In “Eileen,” co-written by Moshfegh and Luke Goebel, the tension came from Rebecca’s glamorous, self-assured presentation, which captivates Eileen. She’s a product of her time, when not many women were afforded the education or position of a prison psychiatrist.
“She intends to remake the world,” Hathaway says. “She believes she knows better than everyone else. Ottessa’s writing in the book gave me permission to make it really exaggerated, because I leaned into the summation of Rebecca in the book, which was ‘If she seemed affected, it’s because she was.’ I heard that line and I just went, ‘Bingo!’ It freed me up.”
She adds, “I found her devotion to her own sense of importance heartbreaking, fascinating, hilarious and intriguing. How long has she been this way? At what point did it cease to be a performance and it just became her, and what does it cost? She’s a puff of cigarette smoke that looks really cool, but it’s going to kill you.”
Eileen is less assured. She struggles with an alcoholic, abusive father (Shea Whigham) and a dead-end job, and often imagines killing herself. Rebecca represents the possibility that there’s something bigger out there for her.
“I related to Eileen in a lot of ways,” McKenzie says. “I didn’t want to play that she’s weird. She’s just so isolated, and everything is through her perspective. You’re with her. She’s approaching the world and interacting with other characters in a very inexperienced, raw way. And that was quite fun.”

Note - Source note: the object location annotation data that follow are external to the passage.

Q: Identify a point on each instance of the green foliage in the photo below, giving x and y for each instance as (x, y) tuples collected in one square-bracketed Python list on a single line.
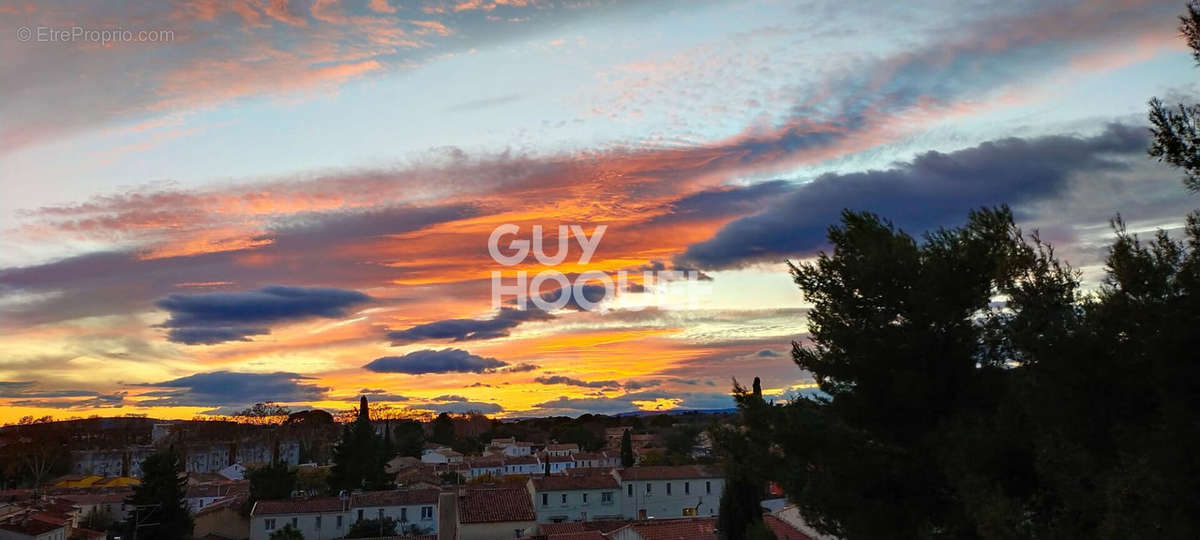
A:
[(946, 414), (408, 438), (274, 481), (97, 519), (157, 507), (579, 433), (627, 449), (287, 533), (759, 531), (373, 528), (1175, 130), (744, 449), (361, 456), (443, 430)]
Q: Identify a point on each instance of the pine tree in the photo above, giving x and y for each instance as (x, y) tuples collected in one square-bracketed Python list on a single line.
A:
[(361, 456), (627, 449), (160, 499)]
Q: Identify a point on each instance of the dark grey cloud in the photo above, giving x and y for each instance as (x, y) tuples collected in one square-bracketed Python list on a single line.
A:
[(378, 395), (227, 388), (641, 384), (201, 335), (435, 361), (305, 229), (469, 329), (574, 382), (461, 407), (25, 394), (623, 403), (521, 367), (449, 397), (931, 191), (208, 318)]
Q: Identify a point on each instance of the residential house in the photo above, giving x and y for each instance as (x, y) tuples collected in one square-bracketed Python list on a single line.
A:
[(485, 466), (222, 519), (415, 510), (28, 528), (495, 513), (317, 519), (667, 529), (664, 491), (522, 466), (441, 455), (567, 449), (597, 460), (558, 498), (559, 463)]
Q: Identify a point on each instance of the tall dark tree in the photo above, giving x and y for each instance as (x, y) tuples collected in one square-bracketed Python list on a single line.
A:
[(627, 449), (157, 507), (1175, 127), (946, 413), (361, 456), (443, 430), (748, 465), (274, 481), (409, 438)]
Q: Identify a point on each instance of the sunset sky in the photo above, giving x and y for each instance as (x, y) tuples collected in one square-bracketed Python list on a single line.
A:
[(292, 202)]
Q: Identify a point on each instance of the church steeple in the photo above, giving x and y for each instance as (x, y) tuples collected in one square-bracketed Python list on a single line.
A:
[(364, 413)]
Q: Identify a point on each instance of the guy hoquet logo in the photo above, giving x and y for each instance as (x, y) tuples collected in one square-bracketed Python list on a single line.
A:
[(551, 289)]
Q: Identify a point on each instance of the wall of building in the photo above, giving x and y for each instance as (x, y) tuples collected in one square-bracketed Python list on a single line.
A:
[(495, 531), (552, 508), (307, 525), (687, 493)]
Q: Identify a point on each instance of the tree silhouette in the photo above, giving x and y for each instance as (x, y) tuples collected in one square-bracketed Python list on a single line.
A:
[(627, 449), (1175, 130), (157, 507), (361, 456)]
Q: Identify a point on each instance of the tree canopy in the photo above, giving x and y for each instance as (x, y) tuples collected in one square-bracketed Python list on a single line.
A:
[(970, 388)]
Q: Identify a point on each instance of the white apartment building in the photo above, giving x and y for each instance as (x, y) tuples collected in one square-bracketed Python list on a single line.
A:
[(408, 508), (317, 519), (575, 497), (663, 492), (522, 465), (331, 517)]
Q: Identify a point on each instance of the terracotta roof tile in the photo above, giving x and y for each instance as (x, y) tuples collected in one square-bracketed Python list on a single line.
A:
[(783, 529), (669, 472), (678, 529), (394, 498), (313, 505), (594, 481), (495, 504)]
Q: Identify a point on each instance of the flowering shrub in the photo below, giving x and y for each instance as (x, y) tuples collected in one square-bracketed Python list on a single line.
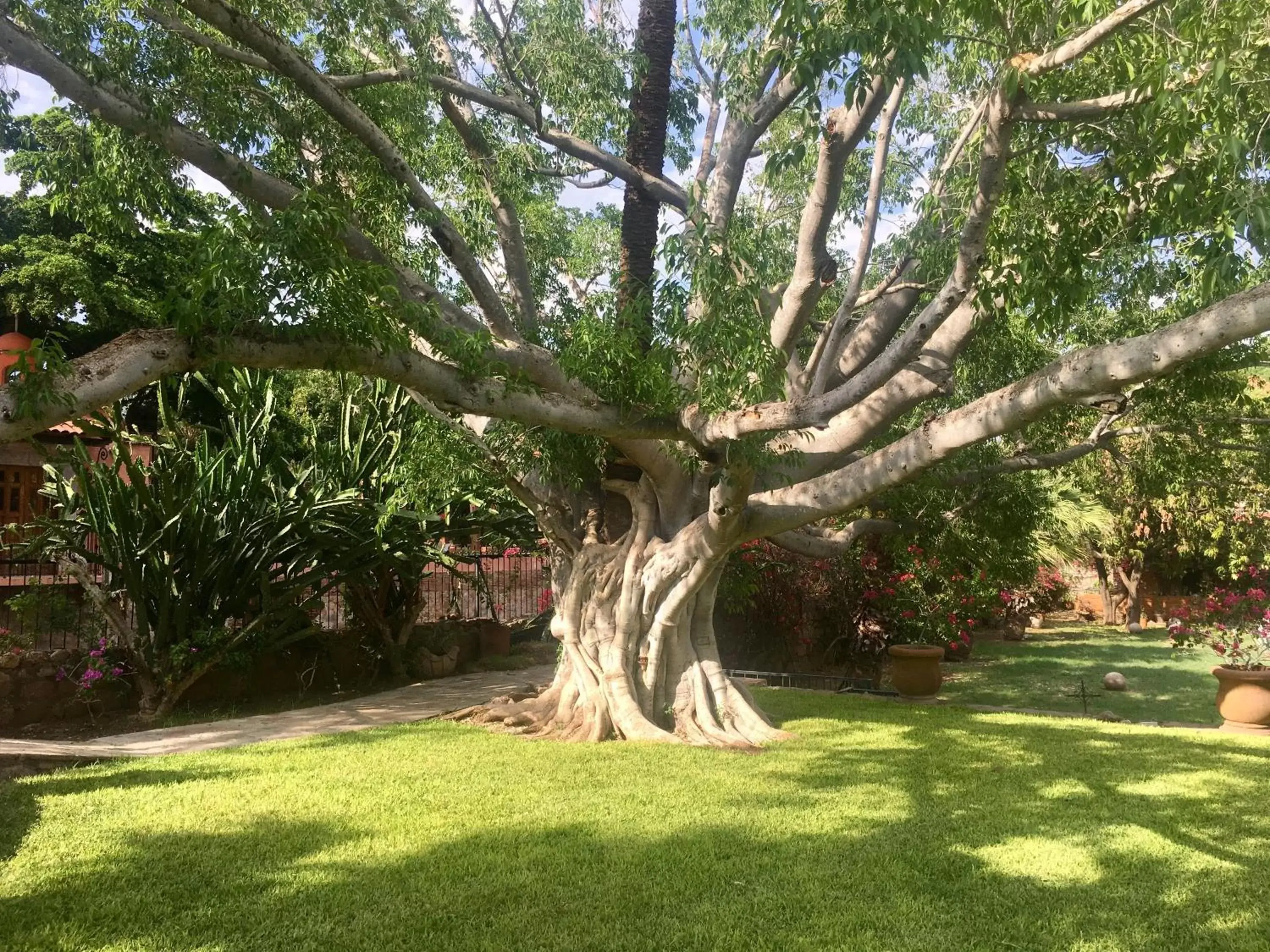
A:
[(853, 608), (1048, 592), (938, 607), (1235, 622), (99, 667)]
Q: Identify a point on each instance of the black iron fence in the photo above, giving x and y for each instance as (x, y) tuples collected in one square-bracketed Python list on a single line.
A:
[(44, 607)]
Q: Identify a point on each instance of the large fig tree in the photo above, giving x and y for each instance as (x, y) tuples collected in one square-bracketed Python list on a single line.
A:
[(859, 245)]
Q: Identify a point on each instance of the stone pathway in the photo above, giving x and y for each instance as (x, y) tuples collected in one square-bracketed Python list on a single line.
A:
[(414, 702)]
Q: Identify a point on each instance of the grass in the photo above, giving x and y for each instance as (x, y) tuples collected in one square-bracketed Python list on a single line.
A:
[(1044, 671), (882, 827)]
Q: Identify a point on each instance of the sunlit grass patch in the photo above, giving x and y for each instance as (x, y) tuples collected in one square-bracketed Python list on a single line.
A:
[(881, 827)]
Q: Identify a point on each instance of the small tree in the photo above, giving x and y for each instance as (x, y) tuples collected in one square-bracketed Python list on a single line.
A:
[(215, 548)]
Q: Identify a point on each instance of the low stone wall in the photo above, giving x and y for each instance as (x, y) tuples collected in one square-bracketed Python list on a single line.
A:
[(31, 690)]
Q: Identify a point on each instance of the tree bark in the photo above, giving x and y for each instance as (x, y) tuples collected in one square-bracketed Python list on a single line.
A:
[(646, 150), (1132, 582), (639, 660), (1100, 567)]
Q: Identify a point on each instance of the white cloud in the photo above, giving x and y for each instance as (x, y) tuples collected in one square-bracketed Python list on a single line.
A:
[(202, 181), (35, 96)]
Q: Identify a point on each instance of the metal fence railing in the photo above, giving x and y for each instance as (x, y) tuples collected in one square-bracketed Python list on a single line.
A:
[(46, 608)]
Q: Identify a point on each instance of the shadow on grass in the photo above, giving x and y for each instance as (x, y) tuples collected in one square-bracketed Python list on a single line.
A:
[(934, 829)]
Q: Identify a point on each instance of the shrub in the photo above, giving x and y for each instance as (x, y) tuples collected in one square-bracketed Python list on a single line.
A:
[(214, 549), (1234, 622)]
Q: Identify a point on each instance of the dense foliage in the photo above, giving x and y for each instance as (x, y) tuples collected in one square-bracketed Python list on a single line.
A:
[(214, 548), (1234, 621)]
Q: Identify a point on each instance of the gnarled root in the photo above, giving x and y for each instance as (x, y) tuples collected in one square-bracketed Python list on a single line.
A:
[(639, 658)]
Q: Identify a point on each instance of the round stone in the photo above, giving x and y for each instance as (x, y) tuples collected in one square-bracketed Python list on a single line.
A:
[(1114, 681)]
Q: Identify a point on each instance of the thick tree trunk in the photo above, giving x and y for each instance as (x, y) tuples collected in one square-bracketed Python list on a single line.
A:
[(635, 619)]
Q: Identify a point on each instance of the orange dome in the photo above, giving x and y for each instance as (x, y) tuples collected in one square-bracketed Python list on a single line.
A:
[(13, 341)]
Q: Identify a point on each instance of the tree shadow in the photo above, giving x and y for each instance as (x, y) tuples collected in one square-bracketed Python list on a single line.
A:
[(19, 799), (883, 827)]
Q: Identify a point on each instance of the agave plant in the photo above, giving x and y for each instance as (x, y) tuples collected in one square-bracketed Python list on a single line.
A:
[(215, 548)]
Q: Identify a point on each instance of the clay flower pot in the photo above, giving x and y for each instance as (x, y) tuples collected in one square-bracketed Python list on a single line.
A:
[(1244, 700), (915, 669), (430, 666)]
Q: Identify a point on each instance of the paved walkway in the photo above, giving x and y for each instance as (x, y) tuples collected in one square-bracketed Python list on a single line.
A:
[(414, 702)]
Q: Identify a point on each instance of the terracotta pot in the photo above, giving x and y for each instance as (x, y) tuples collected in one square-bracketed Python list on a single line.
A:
[(496, 640), (1244, 700), (430, 666), (915, 669)]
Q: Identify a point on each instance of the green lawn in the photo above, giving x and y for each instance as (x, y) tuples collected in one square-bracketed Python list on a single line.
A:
[(883, 827), (1044, 671)]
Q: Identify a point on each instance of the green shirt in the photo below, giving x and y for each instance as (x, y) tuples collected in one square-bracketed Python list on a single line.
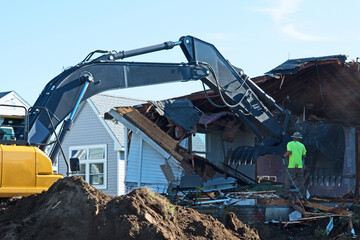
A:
[(297, 150)]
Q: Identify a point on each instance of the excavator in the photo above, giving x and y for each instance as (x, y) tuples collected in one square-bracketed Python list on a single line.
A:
[(26, 169)]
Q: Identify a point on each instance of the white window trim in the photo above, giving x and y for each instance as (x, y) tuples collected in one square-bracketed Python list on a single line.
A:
[(87, 169)]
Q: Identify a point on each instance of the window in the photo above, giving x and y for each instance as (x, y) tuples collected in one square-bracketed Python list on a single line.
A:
[(199, 144), (92, 164)]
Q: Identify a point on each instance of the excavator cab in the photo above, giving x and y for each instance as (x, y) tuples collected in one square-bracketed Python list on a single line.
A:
[(25, 169)]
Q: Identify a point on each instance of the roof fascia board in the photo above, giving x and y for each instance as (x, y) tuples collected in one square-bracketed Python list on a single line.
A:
[(117, 144)]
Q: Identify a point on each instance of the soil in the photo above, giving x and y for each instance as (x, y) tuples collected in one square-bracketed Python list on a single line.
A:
[(73, 209)]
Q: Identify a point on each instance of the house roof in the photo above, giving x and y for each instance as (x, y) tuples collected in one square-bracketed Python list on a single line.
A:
[(3, 94), (104, 102), (292, 66), (327, 87)]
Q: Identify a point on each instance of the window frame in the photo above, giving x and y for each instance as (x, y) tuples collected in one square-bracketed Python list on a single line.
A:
[(88, 161)]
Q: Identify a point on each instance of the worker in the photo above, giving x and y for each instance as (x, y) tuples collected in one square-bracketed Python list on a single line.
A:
[(296, 152)]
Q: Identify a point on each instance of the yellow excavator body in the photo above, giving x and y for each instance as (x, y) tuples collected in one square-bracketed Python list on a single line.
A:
[(24, 170)]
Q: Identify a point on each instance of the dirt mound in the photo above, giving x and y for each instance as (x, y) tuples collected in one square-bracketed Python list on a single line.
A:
[(72, 209)]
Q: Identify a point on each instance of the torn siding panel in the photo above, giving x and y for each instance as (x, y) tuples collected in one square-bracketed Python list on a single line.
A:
[(188, 160), (133, 160), (329, 187)]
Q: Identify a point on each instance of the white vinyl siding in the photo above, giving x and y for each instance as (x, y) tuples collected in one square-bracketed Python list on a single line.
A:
[(143, 167), (92, 164), (87, 131)]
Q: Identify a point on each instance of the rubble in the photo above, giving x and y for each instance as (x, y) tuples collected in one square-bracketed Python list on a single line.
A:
[(73, 209)]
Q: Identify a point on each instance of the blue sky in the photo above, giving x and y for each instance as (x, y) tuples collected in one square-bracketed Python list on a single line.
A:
[(41, 38)]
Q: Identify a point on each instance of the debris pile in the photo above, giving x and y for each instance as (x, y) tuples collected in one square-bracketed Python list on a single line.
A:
[(73, 209)]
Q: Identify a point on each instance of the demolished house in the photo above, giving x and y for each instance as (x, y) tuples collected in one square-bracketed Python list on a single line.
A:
[(321, 91)]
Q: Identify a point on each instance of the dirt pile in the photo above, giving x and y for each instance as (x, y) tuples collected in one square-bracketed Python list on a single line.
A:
[(72, 209)]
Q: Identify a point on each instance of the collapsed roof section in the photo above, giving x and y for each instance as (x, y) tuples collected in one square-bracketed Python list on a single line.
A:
[(322, 91), (169, 122), (319, 88)]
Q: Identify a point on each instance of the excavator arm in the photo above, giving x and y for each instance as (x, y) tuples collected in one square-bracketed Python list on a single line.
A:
[(63, 94)]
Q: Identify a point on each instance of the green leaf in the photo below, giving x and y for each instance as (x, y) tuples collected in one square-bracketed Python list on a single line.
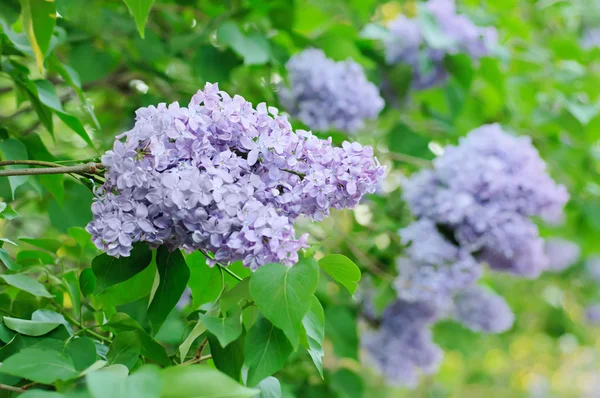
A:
[(265, 350), (139, 10), (151, 349), (314, 326), (112, 381), (225, 329), (269, 388), (8, 262), (230, 359), (38, 18), (7, 212), (125, 349), (254, 48), (30, 328), (27, 284), (52, 245), (174, 275), (87, 282), (184, 348), (40, 366), (111, 270), (48, 97), (197, 381), (82, 352), (205, 282), (284, 294), (72, 282), (14, 150), (342, 269)]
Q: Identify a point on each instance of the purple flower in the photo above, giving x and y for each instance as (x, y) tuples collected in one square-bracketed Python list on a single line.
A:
[(325, 94), (222, 177)]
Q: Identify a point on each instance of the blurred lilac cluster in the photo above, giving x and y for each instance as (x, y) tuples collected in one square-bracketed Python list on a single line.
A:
[(484, 192), (220, 176), (325, 94), (482, 310), (403, 347), (473, 207), (412, 43)]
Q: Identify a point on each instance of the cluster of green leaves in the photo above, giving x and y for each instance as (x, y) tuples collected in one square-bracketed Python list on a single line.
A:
[(72, 74)]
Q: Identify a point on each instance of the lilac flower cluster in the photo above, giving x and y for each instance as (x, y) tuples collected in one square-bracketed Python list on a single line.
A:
[(325, 94), (482, 311), (222, 177), (561, 253), (409, 43), (473, 207), (434, 268), (403, 347), (484, 191)]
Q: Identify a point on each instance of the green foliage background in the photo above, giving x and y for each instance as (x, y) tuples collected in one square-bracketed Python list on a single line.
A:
[(96, 69)]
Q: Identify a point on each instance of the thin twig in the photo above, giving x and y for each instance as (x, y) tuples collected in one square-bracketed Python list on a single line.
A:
[(402, 157), (12, 388), (28, 162), (88, 168)]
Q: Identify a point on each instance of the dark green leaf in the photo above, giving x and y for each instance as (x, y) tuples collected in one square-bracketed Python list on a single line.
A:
[(230, 359), (41, 366), (284, 294), (125, 349), (27, 284), (197, 381), (174, 275), (342, 269), (38, 18), (265, 350), (82, 352), (226, 329), (8, 262), (205, 282), (314, 326), (139, 10)]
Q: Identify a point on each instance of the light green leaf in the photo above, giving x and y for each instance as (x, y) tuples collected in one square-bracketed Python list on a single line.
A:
[(41, 366), (269, 388), (82, 351), (38, 18), (205, 282), (265, 350), (27, 284), (8, 262), (197, 381), (139, 10), (342, 269), (184, 348), (112, 381), (225, 329), (284, 294), (125, 349), (314, 326), (30, 328), (230, 359), (174, 275), (48, 97)]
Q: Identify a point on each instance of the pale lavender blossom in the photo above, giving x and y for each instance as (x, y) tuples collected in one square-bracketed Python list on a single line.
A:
[(402, 348), (410, 42), (482, 311), (484, 192), (222, 177), (561, 253), (325, 94)]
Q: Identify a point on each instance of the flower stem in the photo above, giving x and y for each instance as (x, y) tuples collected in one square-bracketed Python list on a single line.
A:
[(88, 168)]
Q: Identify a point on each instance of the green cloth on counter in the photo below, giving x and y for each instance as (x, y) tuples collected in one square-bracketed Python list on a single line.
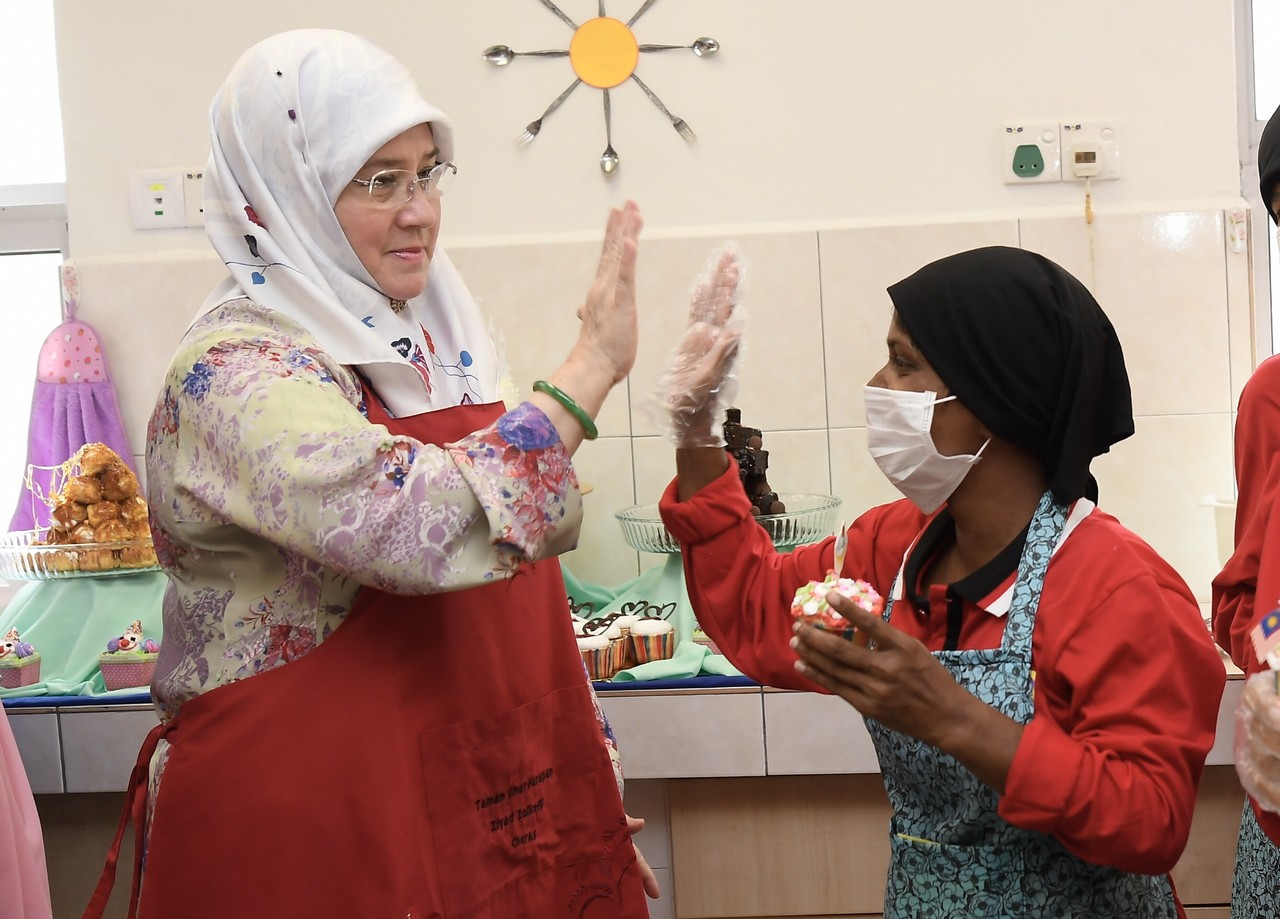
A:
[(69, 622), (661, 586)]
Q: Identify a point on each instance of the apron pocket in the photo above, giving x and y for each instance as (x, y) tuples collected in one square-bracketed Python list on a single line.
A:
[(515, 795)]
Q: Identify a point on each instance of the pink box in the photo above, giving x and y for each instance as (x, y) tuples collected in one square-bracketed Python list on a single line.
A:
[(126, 673), (23, 675)]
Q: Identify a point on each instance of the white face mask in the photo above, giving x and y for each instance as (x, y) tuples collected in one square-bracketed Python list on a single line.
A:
[(899, 439)]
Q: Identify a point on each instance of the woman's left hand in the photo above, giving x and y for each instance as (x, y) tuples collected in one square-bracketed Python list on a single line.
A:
[(896, 681), (647, 877), (899, 684)]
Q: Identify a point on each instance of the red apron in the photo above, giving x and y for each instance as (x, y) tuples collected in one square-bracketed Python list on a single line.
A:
[(435, 757)]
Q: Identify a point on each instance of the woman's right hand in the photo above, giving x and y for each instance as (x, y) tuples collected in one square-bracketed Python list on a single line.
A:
[(700, 380), (609, 332), (606, 347)]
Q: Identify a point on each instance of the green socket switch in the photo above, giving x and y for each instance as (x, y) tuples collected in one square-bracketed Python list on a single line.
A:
[(1028, 161)]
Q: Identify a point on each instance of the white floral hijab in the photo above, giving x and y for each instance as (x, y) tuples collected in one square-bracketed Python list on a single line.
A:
[(296, 119)]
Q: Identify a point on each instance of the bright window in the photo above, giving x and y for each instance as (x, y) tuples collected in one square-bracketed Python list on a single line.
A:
[(32, 224)]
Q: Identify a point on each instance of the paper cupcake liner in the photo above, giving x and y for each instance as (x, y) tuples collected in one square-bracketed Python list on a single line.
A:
[(600, 662), (653, 647)]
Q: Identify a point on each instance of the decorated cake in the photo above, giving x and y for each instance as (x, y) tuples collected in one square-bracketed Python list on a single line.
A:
[(746, 446), (19, 662), (99, 515), (810, 606), (129, 659)]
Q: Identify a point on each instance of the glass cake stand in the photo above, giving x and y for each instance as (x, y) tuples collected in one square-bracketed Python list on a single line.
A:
[(808, 519)]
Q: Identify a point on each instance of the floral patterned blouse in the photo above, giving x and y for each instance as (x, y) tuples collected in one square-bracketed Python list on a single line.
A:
[(268, 539)]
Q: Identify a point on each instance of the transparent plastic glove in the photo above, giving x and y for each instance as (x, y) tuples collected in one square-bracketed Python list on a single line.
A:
[(700, 382), (1257, 739)]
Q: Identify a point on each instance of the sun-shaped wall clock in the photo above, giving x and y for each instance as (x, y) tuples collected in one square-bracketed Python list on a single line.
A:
[(603, 53)]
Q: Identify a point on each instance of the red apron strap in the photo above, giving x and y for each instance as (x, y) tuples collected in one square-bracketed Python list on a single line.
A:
[(135, 809)]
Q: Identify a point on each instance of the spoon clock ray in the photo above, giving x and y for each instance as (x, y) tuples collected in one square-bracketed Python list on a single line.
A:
[(603, 54)]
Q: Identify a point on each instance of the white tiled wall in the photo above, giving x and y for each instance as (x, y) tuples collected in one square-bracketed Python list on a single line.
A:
[(817, 314)]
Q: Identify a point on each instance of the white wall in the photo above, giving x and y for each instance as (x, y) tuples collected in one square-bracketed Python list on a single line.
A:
[(814, 113)]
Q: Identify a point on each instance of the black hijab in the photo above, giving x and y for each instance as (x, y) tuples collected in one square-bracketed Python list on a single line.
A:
[(1028, 351), (1269, 160)]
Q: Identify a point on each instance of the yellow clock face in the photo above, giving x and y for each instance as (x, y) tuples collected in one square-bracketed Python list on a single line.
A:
[(603, 54)]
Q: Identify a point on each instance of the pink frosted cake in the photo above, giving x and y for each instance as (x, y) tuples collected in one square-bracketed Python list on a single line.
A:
[(19, 662), (810, 604), (129, 659)]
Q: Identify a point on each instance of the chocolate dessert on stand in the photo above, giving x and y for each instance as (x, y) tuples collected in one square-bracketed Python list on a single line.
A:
[(746, 446)]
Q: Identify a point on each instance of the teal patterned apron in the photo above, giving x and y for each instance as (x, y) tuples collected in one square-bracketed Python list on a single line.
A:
[(951, 854)]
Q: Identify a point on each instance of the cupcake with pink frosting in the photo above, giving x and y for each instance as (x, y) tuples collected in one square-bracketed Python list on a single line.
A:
[(810, 607), (19, 662), (129, 659)]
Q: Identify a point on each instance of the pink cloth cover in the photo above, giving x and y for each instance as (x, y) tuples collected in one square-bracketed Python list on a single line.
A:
[(23, 876), (73, 405)]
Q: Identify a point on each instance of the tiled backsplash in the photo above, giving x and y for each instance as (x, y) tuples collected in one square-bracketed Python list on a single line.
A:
[(817, 318)]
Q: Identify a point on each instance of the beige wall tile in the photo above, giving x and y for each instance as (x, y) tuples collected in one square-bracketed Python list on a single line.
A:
[(856, 268), (602, 556), (141, 309), (531, 295), (856, 479), (1156, 483), (1161, 279)]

Hathaway was cast in 2020, in the midst of early lockdown and just months after the birth of her second child. Although she’s confident she would have accepted this role whenever it had arrived, there was something about being in the “hinterland of chaos” that seemed to connect with “Eileen.”
“From that specific place of just feeling so unmoored the way you do in a postpartum state and the way we all did at that point in the pandemic, it struck a nerve for me,” she recalls. “It was not at all what I expected, and I loved that. I also loved the tightrope walk of it — I had no idea how we were going to pull it off. It felt almost experimental in nature, and that seemed really appealing to me.”
The film shot in New Jersey in late 2021. The weather was as cold as it looks in the film, which is set over Christmastime.
“Nobody had a trailer to return to after shooting,” Hathaway remembers. “There wasn’t fanciness or pampering or anything. We were all just in it together. I really do feel like we all took care of each other on this. We looked out for each other.”
The relationship that develops between Eileen and Rebecca is unconventional, and the actors had only a few days of rehearsal to prepare it. Oldroyd has joked that the film was a Christmas love story, but McKenzie describes the unlikely connection as “obsession and repressed desire.”
“There’s a lot of false connection,” she says. “No one’s really listening or seeing each other. It’s a story with the guise of love.”
“It’s messy, isn’t it?” Hathaway responds. “To me, it’s more about infatuation and intoxication and obsession than it’s about love. But I think that Eileen loves as much as she can. It’s such a specific story. This is the fulcrum for her that sets out the rest of her life.”
Both McKenzie and Hathaway found what they were looking for in the process of making “Eileen.” Although production was isolating due to the pandemic, the duo found a common ground in the exploration of the comically dark story.
“I just keep wanting to think about [the film],” Hathaway says. “Eileen’s not likable, and maybe she doesn’t go out of her way to make herself likable and she doesn’t stand out in any particular way, and yet she still exists. She has this roar inside of her. It’s really cool that we all wanted to gather together in the middle of COVID to explore what would make someone like Eileen be someone like Eileen.”
“I could feel her pain, and I just wanted to hold her in some way,” McKenzie adds. “I loved that there is still life to her. She isn’t a victim. It’s such a great character film. There are so many layers to each and every character.”